De woorden worden dan ook terecht in veel vertalingen van de bijbel weggelaten of in een voetnoot geplaatst. Voorbeelden hiervan zijn: Het Nieuwe Testament in de omgangstaal, Nieuwe Vertaling van het Nederlands Bijbelgenootschap, Willibrordvertaling, Leidse Vertaling, De Katholieke Bijbel, alsook de vertaling door prof. Brouwer.
■ Verwees Paulus naar de joden of naar de heidenen toen hij in Romeinen 1:25 zei dat sommigen ’heilige dienst voor de schepping hebben verricht in plaats van dit te doen jegens Degene die schiep’?
Deze beschrijving zou zowel op joden als op niet-joden van toepassing kunnen zijn, want beide groepen hadden zich hier schuldig aan gemaakt. Toch ging het in het betoog van de apostel Paulus in Romeinen hoofdstuk één speciaal om het afvallige Israël uit de oudheid.
De schepping getuigde op overvloedige wijze van het bestaan van een Almachtige God en Schepper. Zelfs heidenen zouden niet te verontschuldigen zijn wanneer zij beelden in de vorm van het een of andere dier zouden aanbidden, maar God had de Israëlieten speciaal voor afgoderij gewaarschuwd, zodat zij helemaal niet te verontschuldigen waren. — Rom. 1:18-23; Deut. 4:15-19; 5:8, 9.

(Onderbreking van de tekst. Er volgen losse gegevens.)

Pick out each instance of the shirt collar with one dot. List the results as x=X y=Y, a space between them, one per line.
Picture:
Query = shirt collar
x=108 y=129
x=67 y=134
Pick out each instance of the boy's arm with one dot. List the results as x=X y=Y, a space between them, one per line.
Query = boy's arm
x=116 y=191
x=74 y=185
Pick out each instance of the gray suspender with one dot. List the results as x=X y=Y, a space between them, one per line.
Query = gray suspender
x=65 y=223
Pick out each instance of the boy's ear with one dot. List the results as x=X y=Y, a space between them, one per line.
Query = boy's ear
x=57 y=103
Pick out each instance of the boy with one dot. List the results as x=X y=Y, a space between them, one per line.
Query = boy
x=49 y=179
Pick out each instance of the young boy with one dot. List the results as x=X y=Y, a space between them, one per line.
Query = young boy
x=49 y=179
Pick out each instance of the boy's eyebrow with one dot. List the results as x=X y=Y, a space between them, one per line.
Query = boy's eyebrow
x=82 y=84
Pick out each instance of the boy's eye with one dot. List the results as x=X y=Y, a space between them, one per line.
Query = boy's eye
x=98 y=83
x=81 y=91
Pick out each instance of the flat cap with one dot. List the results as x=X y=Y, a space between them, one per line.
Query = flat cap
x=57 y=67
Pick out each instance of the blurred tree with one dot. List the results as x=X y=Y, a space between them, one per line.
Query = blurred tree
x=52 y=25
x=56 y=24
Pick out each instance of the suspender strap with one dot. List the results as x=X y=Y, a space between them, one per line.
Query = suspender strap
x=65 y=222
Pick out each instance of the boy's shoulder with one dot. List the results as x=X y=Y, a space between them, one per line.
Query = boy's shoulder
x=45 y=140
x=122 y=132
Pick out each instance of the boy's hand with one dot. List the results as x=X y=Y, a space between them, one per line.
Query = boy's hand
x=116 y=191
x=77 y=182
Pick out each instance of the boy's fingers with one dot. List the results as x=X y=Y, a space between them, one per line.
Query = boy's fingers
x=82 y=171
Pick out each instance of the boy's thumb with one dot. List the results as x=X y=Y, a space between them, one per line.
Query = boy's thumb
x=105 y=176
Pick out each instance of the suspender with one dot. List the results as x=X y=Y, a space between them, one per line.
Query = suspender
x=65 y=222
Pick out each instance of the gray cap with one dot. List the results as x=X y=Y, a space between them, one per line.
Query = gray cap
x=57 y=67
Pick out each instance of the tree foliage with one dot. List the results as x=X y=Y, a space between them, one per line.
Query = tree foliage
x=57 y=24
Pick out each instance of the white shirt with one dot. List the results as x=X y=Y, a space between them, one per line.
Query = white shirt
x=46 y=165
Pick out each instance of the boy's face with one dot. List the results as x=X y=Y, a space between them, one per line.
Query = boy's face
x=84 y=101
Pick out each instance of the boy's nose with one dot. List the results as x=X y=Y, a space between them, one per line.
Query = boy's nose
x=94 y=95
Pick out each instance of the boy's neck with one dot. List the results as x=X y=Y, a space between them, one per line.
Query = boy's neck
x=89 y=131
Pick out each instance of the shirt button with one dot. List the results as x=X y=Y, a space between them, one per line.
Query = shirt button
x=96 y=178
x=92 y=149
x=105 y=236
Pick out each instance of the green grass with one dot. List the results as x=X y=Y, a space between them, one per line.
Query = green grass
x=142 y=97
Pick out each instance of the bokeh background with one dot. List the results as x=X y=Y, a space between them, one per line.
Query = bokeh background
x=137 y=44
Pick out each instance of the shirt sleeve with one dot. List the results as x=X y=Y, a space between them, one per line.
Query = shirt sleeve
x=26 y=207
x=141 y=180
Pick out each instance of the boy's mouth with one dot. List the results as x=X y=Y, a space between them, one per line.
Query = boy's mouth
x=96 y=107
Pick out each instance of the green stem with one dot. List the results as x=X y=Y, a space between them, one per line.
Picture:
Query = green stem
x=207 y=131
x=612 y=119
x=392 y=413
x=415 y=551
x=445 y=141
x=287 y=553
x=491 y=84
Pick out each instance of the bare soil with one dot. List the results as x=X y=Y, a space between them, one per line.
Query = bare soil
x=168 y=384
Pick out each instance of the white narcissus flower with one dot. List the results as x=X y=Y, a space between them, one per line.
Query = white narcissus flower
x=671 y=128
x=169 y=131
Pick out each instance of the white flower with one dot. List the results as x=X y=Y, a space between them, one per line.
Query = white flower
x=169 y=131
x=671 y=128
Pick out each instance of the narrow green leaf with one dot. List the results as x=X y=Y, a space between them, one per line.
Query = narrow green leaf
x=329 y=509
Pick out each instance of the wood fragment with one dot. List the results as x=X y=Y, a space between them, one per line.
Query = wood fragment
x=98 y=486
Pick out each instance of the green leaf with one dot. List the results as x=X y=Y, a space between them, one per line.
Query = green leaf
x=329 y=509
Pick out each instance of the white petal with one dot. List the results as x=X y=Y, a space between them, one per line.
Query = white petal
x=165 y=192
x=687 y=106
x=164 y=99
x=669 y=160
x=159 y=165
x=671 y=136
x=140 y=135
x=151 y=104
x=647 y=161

Toch negeerden de Israëlieten vaak de waarheid die zij over God kenden en aanbaden zij ’de schepping in plaats van Degene die schiep’ (Rom. 1:24, 25). Zij zondigden bijvoorbeeld in het geval van de godin Astoreth (afgebeeld als een naakte vrouw met overdreven seksuele kenmerken) en in het geval van gouden kalveren (1 Kon. 11:5, 33; 12:26-28; 2 Kon. 10:28, 29). Dit had zelfs tot gevolg dat zij zich schuldig maakten aan ontaarde seksuele praktijken en goddeloze neigingen. Deze afvallige Israëlieten, die op de hoogte waren van „het rechtvaardige besluit Gods” ten aanzien van zulke zonden, waren derhalve duidelijk te laken en moesten geloof oefenen in Christus’ losprijs. — Rom. 1:26-32.